While the best refractors will likely always be very expensive, several manufacturers have started producing inexpensive apo refractors that produce surprisingly good images, especially considering their price (less than $1000). While not in the same league as the more expensive refractors in terms of optical and mechanical quality, these new less expensive telescopes are becoming popular choices for imagers who want a smaller second scope to compliment their SCT.
This design has become very popular lately for high-resolution CCD imaging. Many of the best images now being taken by amateur astronomers are done using this design, and the images rival those taken by professional instruments. For capturing detailed images of smaller objects such as galaxies, this design is ideal.

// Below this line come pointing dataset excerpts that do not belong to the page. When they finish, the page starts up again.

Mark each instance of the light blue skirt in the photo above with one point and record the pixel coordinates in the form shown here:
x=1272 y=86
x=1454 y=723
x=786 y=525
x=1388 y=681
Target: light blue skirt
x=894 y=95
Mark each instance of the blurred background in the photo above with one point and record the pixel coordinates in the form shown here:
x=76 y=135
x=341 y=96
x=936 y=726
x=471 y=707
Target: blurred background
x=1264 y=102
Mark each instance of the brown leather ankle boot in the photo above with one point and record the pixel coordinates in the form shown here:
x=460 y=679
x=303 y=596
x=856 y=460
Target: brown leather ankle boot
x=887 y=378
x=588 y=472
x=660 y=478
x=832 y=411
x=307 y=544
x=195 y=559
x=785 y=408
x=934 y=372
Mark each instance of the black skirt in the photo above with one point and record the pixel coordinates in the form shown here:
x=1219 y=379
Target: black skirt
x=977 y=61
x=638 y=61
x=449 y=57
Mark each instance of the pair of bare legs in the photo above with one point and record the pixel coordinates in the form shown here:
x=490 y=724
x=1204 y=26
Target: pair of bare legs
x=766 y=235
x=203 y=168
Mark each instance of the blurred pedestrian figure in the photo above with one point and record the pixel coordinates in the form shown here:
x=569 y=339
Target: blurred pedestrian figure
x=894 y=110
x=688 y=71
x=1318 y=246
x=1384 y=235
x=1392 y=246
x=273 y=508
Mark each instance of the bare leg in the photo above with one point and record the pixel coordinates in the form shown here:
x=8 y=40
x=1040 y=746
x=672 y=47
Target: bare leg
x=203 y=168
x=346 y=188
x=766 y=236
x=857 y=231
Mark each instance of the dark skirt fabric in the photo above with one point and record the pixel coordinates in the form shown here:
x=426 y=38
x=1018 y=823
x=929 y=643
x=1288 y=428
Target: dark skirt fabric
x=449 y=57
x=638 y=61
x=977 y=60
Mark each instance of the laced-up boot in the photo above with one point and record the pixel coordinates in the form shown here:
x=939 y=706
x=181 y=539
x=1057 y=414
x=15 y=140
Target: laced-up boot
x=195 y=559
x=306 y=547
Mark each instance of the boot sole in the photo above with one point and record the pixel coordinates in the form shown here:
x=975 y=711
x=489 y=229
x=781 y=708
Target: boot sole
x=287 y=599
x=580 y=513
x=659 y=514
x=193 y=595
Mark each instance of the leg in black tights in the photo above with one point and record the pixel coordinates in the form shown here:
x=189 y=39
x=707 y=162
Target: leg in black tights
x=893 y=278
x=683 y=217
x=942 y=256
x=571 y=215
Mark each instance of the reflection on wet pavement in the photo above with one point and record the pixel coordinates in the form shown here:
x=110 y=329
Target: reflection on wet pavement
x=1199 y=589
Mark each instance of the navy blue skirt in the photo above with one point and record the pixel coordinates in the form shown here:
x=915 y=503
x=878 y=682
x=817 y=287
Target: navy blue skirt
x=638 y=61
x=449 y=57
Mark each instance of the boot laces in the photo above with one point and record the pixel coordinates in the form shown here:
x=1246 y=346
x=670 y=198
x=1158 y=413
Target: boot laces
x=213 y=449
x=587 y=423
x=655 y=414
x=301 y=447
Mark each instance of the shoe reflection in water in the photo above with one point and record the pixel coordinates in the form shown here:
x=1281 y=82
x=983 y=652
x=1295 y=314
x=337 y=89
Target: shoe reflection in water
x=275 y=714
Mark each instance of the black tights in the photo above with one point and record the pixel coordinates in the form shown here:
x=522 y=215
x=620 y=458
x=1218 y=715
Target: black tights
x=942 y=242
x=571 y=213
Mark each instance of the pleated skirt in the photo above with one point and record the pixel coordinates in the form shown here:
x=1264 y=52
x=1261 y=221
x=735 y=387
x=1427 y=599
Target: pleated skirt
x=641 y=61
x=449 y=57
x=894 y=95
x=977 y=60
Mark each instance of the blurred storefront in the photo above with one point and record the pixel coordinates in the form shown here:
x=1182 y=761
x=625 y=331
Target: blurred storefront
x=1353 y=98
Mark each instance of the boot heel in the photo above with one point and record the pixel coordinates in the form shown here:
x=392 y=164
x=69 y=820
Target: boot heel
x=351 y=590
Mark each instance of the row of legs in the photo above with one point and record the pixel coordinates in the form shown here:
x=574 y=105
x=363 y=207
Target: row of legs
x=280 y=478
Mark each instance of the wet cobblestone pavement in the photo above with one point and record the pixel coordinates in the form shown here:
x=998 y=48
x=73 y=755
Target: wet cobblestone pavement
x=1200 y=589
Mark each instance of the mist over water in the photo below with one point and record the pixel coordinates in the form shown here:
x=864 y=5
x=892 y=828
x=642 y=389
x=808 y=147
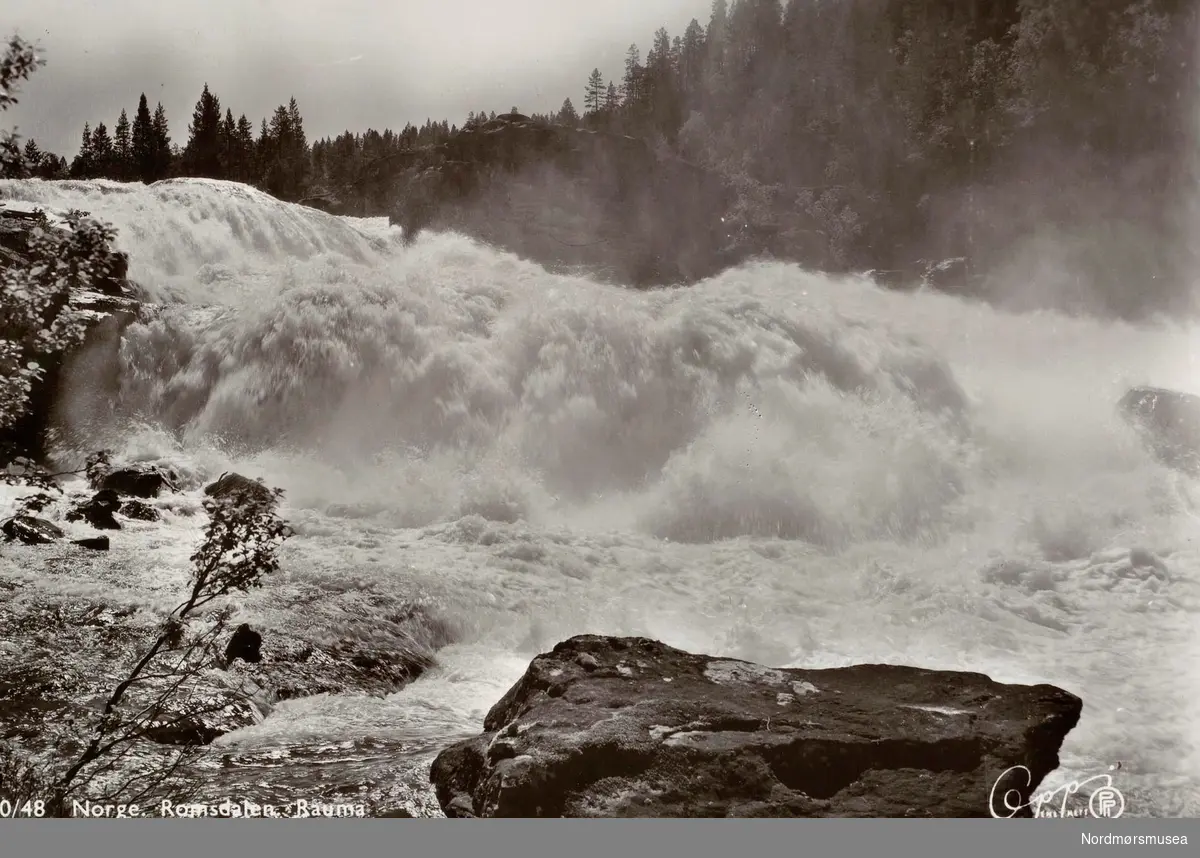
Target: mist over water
x=772 y=465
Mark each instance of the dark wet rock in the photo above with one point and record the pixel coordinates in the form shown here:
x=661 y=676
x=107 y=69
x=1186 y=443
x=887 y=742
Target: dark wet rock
x=139 y=510
x=207 y=718
x=99 y=511
x=654 y=731
x=33 y=504
x=396 y=649
x=112 y=298
x=232 y=485
x=30 y=531
x=245 y=645
x=138 y=480
x=1168 y=421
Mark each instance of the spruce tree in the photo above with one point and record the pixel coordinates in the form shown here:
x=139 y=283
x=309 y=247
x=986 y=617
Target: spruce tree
x=568 y=115
x=161 y=148
x=142 y=143
x=202 y=155
x=228 y=138
x=102 y=153
x=593 y=95
x=33 y=156
x=245 y=143
x=84 y=163
x=123 y=155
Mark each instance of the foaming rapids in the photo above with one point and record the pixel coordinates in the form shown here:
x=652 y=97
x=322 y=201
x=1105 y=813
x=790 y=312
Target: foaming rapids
x=772 y=465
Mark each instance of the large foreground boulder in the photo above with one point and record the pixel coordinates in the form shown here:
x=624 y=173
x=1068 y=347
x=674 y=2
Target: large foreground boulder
x=612 y=727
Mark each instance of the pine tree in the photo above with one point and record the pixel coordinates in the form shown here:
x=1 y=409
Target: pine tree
x=33 y=156
x=142 y=143
x=83 y=165
x=228 y=141
x=612 y=99
x=202 y=155
x=102 y=153
x=568 y=115
x=162 y=153
x=245 y=143
x=633 y=79
x=123 y=154
x=593 y=93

The Ritchey-Chrétien (RC) is similar to the common Schmidt-Cassegrain in layout except that it does not require a corrector lens. SCTs use spherical mirrors which are inexpensive to manufacture but suffer from spherical aberration. By using a corrector lens this aberration is reduced. However, commercial SCTs still suffer from off-axis aberrations such as coma that degrade the image, as well as slight chromatic aberration induced by the corrector lens. The RC, on the other hand, uses aspherical mirrors -- specifically, hyperboloid shaped -- to eliminate both spherical aberration and coma. And since there is no corrector lens, there is no chromatic aberration either. The only remaining aberration is off-axis astigmatism, which is considered a minor aberration by most imagers. Almost all modern professional telescopes, including the Hubble Space Telescope, are Ritchey-Chrétiens.
RCs also suffer from field-curvature (as do almost all Cassegrain-style scopes, including SCTs), which limits how large a CCD camera can be successfully used on them without additional corrective optics. An RC with a field corrector which eliminates field curvature and astigmatism can yield exquisite images over a very large-format CCD camera.
Above: A CCD image taken with a 12.5" Ritchey-Chrétien telescope
Again the drawback to the RC design is that the aspherical mirrors are much more difficult to make than the spherical mirrors of an SCT, therefore the cost is considerably higher, again around $1000 an inch or more. However, for the advanced imager who wants the best quality in a high-resolution system, the RC is one of the best choices.
Like the apochromatic refractors, less expensive variations on the RC are becoming available. Meade has begun producing a line of "Advanced Ritchey-Chrétien" telescopes which are actually modified Schmidt-Cassegrains. They do eliminate the off-axis coma associated with standard SCTs and the astigmatism inherent in RCs, but they are not true Ritcheys. They do provide a benefit to imagers who want an improvement over an SCT without the cost of an RC.